Well, the fact of the matter is that Opera Omnia was never meant to be simple, and that the obscurity of its interface furthers the theme of obfuscation at the hands of the imagined state which the protagonist works for. The object for that state was never to create a better future, but rather to craft a more convenient past under the veneer of objectivity. There are no theories which you can arrive at in Opera Omnia other than those already typed into the programs which you work in. Thus the conclusions are drawn before any real questioning can begin. The minority groups in Opera Omnia, Romani or what have you, are abstracted through so many layers that one doesn't know what comes out at the other end. Or wait, one knows exactly what comes out, because that was the point all along - to obscure and abstract through temporal aspects such as time/proximity, by unclear communication such as insinuations, by cherrypicking for misrepresentation, by making unfounded generalizations, by Othering, in general. Add to this a preoccupation on the protagonists part with figuring out the interface/"scientific" procedure and a promise of a future career at the institute by hir superior instead of evolving the capacity to ask tough questions and question superiors, and you have the parameters set for the possibility space of the data points in this little game of politics.

Withhin that framework, persecution can become a migration pattern.

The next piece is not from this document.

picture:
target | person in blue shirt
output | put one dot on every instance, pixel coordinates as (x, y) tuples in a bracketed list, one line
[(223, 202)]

From there, the step to genocide becoming a famine isn't that big. The data points are there. The facts add up. It's all so godamn clean. It's so godamn clean that one of the problems toward the end of our assigments make no sense at all outside the scope of the simulations we toy around with - the theoretical assignment can only be proven if we treat the number 0 as a purely mathematical concept within the computational landscape of the programming itself. After all, 0 can be zero, nothing at all, or an infinity of numbers. Suddenly there's no end to the possibilities. And during all this, a disconerning question starts formulating in the back of my mind - what kind of government would want to cover up atrocities if not one which commits atrocities as we speak?

At that point, I wonder if the protagonist would even recognize a human being if zie looked one in the eye. And I wonder what zie would see if zie looked in the mirror.